Bringing security into the new model: Software-Defined Segmentation
Given traditional segmentation has now hit a wall, the cybersecurity world has developed a fresh approach. Named ‘software-defined segmentation’ the methodology has been built for today’s high speed and innovative environments and embraces the DevOps/Cloud model. Software-defined segmentation has the following characteristics:

  • It is able to include key legacy components but also embrace the new. Visibility and management is decoupled from the diverse underlying platforms and operating systems themselves, thus providing an abstraction layer where all functions work seamlessly. By gaining granular and uniform visibility and management within a single platform, software-defined segmentation permits visibility of application and user workload dependencies, meaning policies can be created easily. 
  • Unlike traditional segmentation techniques, software-defined segmentation follows the workload and includes well needed granularity. Instead of being stuck with mere port and IP address level policies which do little to stop threats, software-defined segmentation allows tight, granular policies by process, identity and by FQDN. 
  • To enhance speed and innovation software-defined segmentation also incorporates automated provisioning, management and auto-scaling of workloads enhanced by increased use of playbooks and scripts like Chef, Puppet and Ansible. These scripts allow a “done once, done right” approach which greatly reduces the need for manual moves, adds, changes and deletes.

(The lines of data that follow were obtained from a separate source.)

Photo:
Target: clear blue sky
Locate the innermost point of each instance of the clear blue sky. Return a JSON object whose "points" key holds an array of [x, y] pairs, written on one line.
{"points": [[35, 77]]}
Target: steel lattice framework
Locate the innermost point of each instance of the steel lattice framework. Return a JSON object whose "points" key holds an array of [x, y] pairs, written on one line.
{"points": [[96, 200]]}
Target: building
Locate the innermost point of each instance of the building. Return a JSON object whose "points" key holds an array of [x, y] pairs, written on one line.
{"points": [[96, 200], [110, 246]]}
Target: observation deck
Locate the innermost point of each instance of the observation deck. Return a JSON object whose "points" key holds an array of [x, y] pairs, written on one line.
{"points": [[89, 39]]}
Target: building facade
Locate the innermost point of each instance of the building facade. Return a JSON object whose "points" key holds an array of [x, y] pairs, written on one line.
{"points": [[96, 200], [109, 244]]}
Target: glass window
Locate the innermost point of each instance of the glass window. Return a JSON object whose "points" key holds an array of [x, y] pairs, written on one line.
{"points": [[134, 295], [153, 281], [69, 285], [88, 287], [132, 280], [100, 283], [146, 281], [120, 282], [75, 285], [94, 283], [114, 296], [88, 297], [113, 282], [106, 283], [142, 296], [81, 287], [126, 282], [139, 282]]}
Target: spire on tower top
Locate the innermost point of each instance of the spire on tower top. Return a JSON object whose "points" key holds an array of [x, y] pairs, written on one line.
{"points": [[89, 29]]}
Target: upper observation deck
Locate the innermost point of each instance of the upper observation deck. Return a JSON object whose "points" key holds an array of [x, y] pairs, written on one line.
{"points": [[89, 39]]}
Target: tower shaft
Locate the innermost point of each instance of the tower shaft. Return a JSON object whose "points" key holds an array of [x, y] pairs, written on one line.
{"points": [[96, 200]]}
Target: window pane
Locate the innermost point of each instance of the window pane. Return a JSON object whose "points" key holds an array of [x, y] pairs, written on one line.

In the past four years many hundreds of enterprises have improved their security stature by moving to software-defined segmentation. Typically, projects that would normally take years to accomplish using old methods have taken only weeks via software-defined segmentation and have delivered both significant risk reduction and better overall compliance. 

Today’s security solutions must be decoupled from underlying platforms and operating systems and provide uniform visibility, management and granular control/enforcement. Segmentation must also be DevOps/cloud model automatable and auto-scalable. It must be readily incorporated into existing playbooks and scripts allowing for a “done once, done right” approach. In that way, software-defined segmentation will allow us to achieve the Penrose Triangle where speed, innovation and security not only coexist but prosper.